It is a totally spring-like day so gardening is on my mind. Last week I covered the initial construction of my mega-pole bean apparatus. Last week's pole bean diary. My son came over and we attached 14 slats to the horizontals. His work is always so precise it boggles my mind.
We then lined the whole trench with hardware cloth, as gopher protection. In my experience it can last as long as 10 years.
Next process is to fill the trench with dirt. I got some from an old compost site, plus some potting soil. Then I transcended my hatred for gophers and walked around the farm looking for gopher holes, and shoveled the gopher dirt into a wheelbarrow for the trench. It is beautiful soil.

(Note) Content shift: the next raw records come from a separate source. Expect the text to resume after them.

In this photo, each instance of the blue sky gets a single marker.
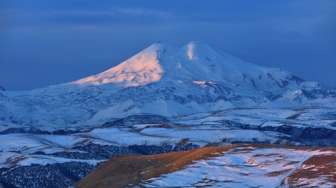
(48, 42)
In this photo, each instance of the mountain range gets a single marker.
(165, 80)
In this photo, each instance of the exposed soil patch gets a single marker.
(320, 167)
(130, 170)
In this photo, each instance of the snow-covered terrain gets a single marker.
(164, 80)
(244, 167)
(163, 99)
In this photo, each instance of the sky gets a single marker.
(50, 42)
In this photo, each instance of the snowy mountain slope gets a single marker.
(164, 80)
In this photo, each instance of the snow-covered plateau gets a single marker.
(164, 99)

I need quite a bit more but have time because the plants are not ready to transplant.
After the inch of rain Friday the tomato bed looks lush and the 36 tomatoes are growing rapidly. Most have flowers.
Plenty to share by June.
Sometimes onions get the wrong idea and start to produce a seed head rather than putting energy into bulb production. I disabuse them of this by breaking that off.

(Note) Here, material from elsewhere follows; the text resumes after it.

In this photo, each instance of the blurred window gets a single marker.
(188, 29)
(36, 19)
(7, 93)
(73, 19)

I love watercress but it's so expensive that I decided to grow my own. Never having grown it before, I planted some in the Fall. It grew so slowly that I could hardly differentiate it from the inevitable weeds. Now that it's warming up it's moving along. I'm starting more in the greenhouse for a summer crop.
Wimpy but tasty.
Three years ago I planted a nectarine tree in the corner of the garden. Not wanting to have a huge tree there I specified a "dwarf" tree. Well, dwarfing techniques must be pretty good nowadays because LOL it's the same size as when I planted it. Who knows?
Peewee tree.
I planted brussels sprouts in the fall, intermixed with red onions. Birds devastated the leaves and I thought the crop was toast. Then they recovered somewhat and I had hope.

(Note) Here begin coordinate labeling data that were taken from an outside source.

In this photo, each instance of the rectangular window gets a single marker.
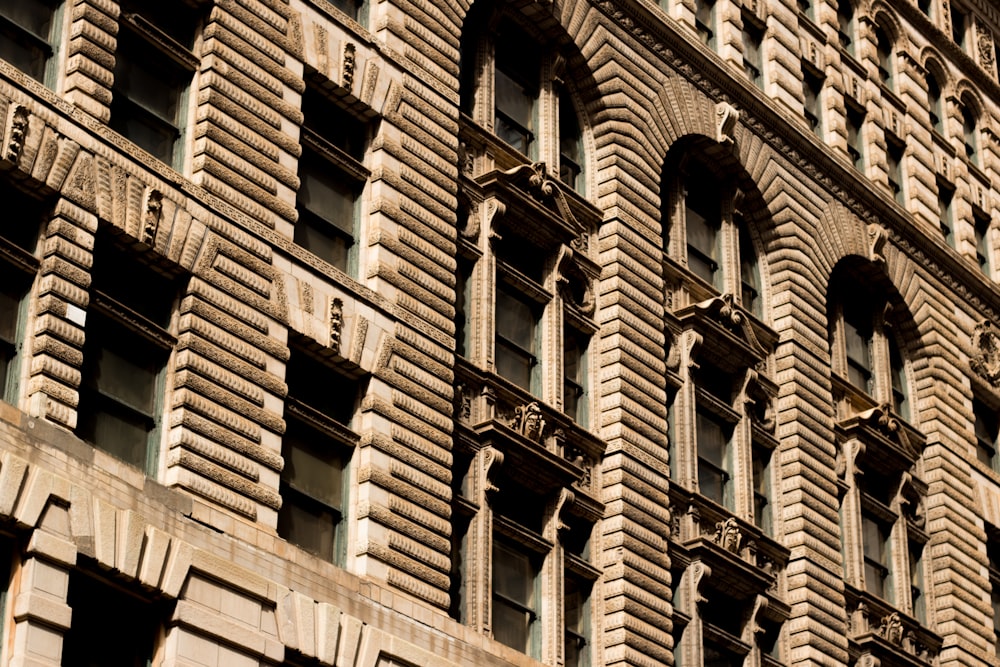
(959, 25)
(570, 144)
(703, 223)
(917, 600)
(127, 345)
(576, 385)
(946, 224)
(875, 543)
(517, 329)
(987, 428)
(981, 230)
(30, 37)
(855, 119)
(704, 21)
(812, 87)
(576, 616)
(993, 563)
(331, 177)
(894, 162)
(753, 62)
(517, 89)
(18, 267)
(763, 512)
(154, 66)
(110, 625)
(858, 343)
(515, 597)
(317, 447)
(713, 436)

Here they are today. Sprouts are forming on some of the stalks but it seems the bird devastation might have been too much for the mature potential. There's always something.
Stepping back, you see that wherever we haven't planted yet fills with California Poppies. In the back is the mass of fava beans which is a cover crop. I harvested a bunch of them yesterday which will be for tonight's dinner.
Everything is in gopher-proof (we hope) beds.
One last story. We removed the inoperable floor furnace from the dining room and of course I wanted to patch the hole. I contacted quite number of floor places and they all said "We don't do that. We'll weave it in and re-finish your whole room, that'll be $1800."
My son said he could do what I wanted and so he did; a perfectly matched job upon which he's doing the final sanding as we speak. We found the original stain, too. I couldn't be more pleased.
I hope your day is going perfectly or even better than that.